Now, for some time people have been telling the Government that only when crime hits home, close to them, maybe, just maybe, they would be forced to act. It's not that anyone with a modicum of humanity would wish the ministers ill will, nor, of course, would anyone condone Koury's kidnapping. Far from it, those who have lived through the trauma of the crime-rampage-robbed, violated in the worst manner, beaten, possibly raped or buggered, and stripped of their valuables-will not wish the horrible experience on their worst enemy. Still, one cannot help but think that it took a bullet too close to their collective ears for Cabinet members to at least get a little more serious about crime.
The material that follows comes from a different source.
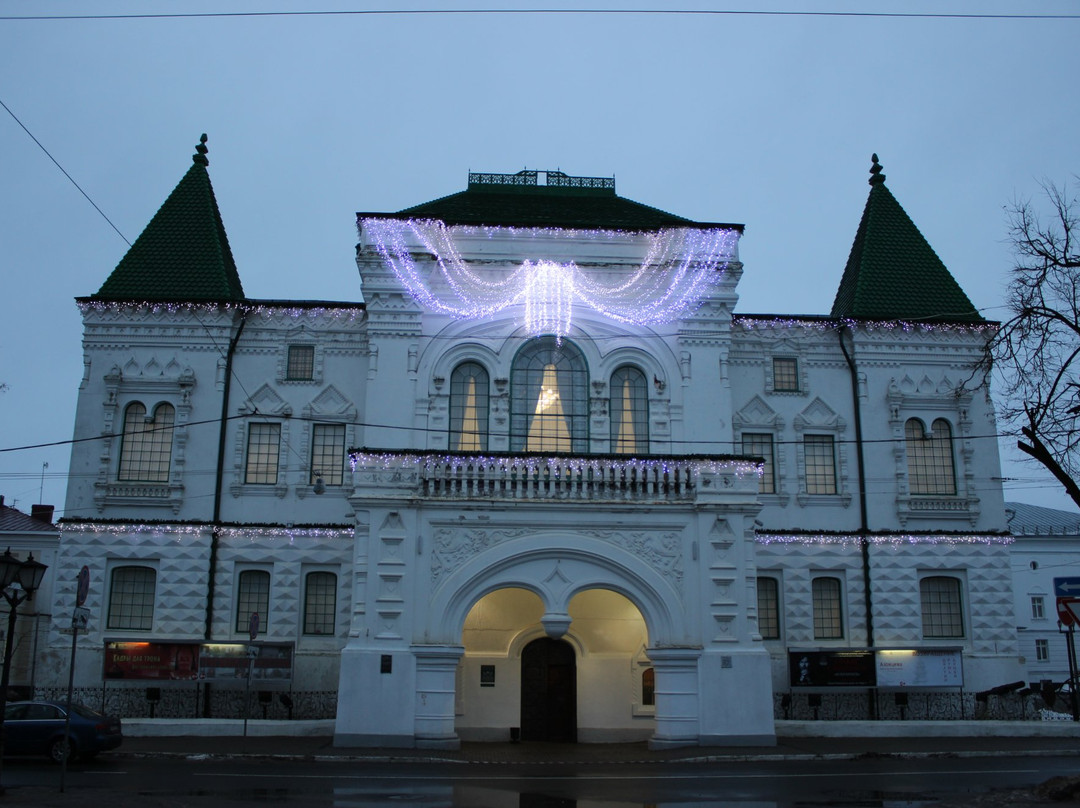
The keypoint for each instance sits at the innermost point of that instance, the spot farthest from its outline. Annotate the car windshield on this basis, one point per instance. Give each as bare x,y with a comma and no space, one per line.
85,712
This is unacceptable, even nauseating. Ordinary citizens of this country have endured a crime wave that is so intense, little wonder God has spared us the ravages of a Katrina or a Rita. In fact, She has punished this nation with a vengeance worse than that of the God "Moko", by imposing on us complete idiots for politicians! Really, how else does one explain the uncaring nature of the Government, the double punishment crime victims have to endure-torture from the bandits and kidnappers, and more torture at the hands of the police?
Sadly for victim number-however-many, his uncle happened to be a member of the general council that did not discuss crime last weekend. Mercifully for him, his uncle did manage to persuade his Cabinet colleagues, after the brutal fact I should add, that it must be discussed. One wonders if the criminals need to get even bolder, and, say, take the wife or child of some minister hostage before the Cabinet not merely discusses the issue, but they move "dread" against the few sub-humans who are holding the nation to ransom, almost literally.
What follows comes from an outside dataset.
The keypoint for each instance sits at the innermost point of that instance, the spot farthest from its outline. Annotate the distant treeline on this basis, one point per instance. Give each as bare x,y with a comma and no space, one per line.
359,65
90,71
Maybe as citizens that's what we must do to get some relief: beg the bandits (well, we have grown accustomed to begging, cowering before them) to do us the big favour. But unlike the heartless politicians, our people are by and large a humane lot. And no one would wish for such an occurrence. But one cannot help but think: what the hell going on in this place? Minister Martin Joseph waves two same-day newspapers from the UK before our eyes, brandishes the headlines about police incompetence before our eyes, and expects us to take him seriously. A child can go on the Internet and learn that the murder rate in this country, measured on an international scale (for every 100,000 people), ranks us at number five! Number five, Mr Prime Minister!
Doesn't shame count for anything anymore? However inept the police may be, whatever the trends in crime worldwide, what can justify the level of lawlessness that is savaging the soul of the nation? Mr Manning can crow like a rooster about winning the next elections because he sees before him an opposition party that is imploding. But does he not see that while he may again win the prize of Prime Minister, he will, in the process, have lost most of his people? Does he not feel ashamed that even as the country wallows in unforeseen wealth, it's gutter-deep when it comes to crime and law enforcement?
I know the PM and most of his colleagues, including chairman Donaldson, are God-fearing men and women or so they would have us believe. I leave them with my version of a biblical injunction: what does it profit a party to gain the material world when its leaders lose their very souls?